The p.V91M mutation in our patient had previously been associated only with peripheral neuropathy.[5,6] This patient's phenotype is notable for 2 reasons. In adolescence, the white-matter lesions were misdiagnosed and treated as encephalomyelitis, whereas the sudden onset in adulthood suggested a vascular etiology. Evaluated via telemedicine, the patient would have been a candidate for thrombolytic therapy had it not been for the relative contraindication of an NIH stroke scale of 2. This highlights that the CNS involvement in CMTX1, although rare, should be considered in the differential for acute stroke in young patients. Family history is important, and may aid in diagnosis, as it did in this case. Presentations can be clinically heterogeneous, with symptoms lasting hours to weeks and including relatively rapid onset of hemiparesis, sensory loss, dysarthria, aphasia, and even complete paralysis.
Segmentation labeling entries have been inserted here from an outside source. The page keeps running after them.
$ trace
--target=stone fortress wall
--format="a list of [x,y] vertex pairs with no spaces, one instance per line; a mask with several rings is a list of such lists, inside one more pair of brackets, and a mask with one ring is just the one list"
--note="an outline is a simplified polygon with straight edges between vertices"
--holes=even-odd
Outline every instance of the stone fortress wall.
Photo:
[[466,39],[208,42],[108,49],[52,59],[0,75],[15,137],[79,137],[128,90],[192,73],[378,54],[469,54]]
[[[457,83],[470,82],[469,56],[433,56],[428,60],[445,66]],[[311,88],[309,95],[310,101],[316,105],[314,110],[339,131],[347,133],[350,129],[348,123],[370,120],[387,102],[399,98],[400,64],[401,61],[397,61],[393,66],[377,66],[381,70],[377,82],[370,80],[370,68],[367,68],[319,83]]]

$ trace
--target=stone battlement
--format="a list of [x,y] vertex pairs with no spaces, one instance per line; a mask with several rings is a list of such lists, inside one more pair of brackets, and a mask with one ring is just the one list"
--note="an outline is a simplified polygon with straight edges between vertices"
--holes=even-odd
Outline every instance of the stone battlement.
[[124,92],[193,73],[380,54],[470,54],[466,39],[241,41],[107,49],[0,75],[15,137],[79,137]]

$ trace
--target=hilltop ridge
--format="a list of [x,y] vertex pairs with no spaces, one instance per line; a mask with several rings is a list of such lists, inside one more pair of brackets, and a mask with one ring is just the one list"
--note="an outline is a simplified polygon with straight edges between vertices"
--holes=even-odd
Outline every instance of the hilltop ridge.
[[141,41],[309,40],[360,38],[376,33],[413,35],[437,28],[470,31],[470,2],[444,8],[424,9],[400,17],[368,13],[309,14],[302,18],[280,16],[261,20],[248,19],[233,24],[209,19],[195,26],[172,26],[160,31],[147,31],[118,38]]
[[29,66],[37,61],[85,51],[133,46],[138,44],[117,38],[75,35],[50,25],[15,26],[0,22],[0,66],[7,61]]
Despite clinical heterogeneity, imaging findings appear to be stereotyped with diffusion restriction in the posterior subcortical white matter (most often bilateral) and splenium of the corpus callosum on MRI.[2-4] It is interesting to note that in addition to predisposing factors of infection and physical exertion, change to high-altitude locations has been associated with development of white-matter lesions in CMTX1.[3] MRI lesions in the splenium and posterior white matter are shared in patients with CMTX1 and individuals with high-altitude cerebral edema. Common to both is apparent diffusion coefficient hypointensity of the lesions indicating cytotoxic edema.[7] Although MRI findings aid in diagnosis, CT imaging may be completely normal (as in this case). If expedited MRI is obtained, recognition of the stereotyped MRI patterns described above is of clinical utility. Fortunately, the profound leukoencephalopathy on MRI is reversible. This case illustrates that CMTX1 is an important diagnosis to include when considering nonvascular causes of acute stroke-like presentations in young patients.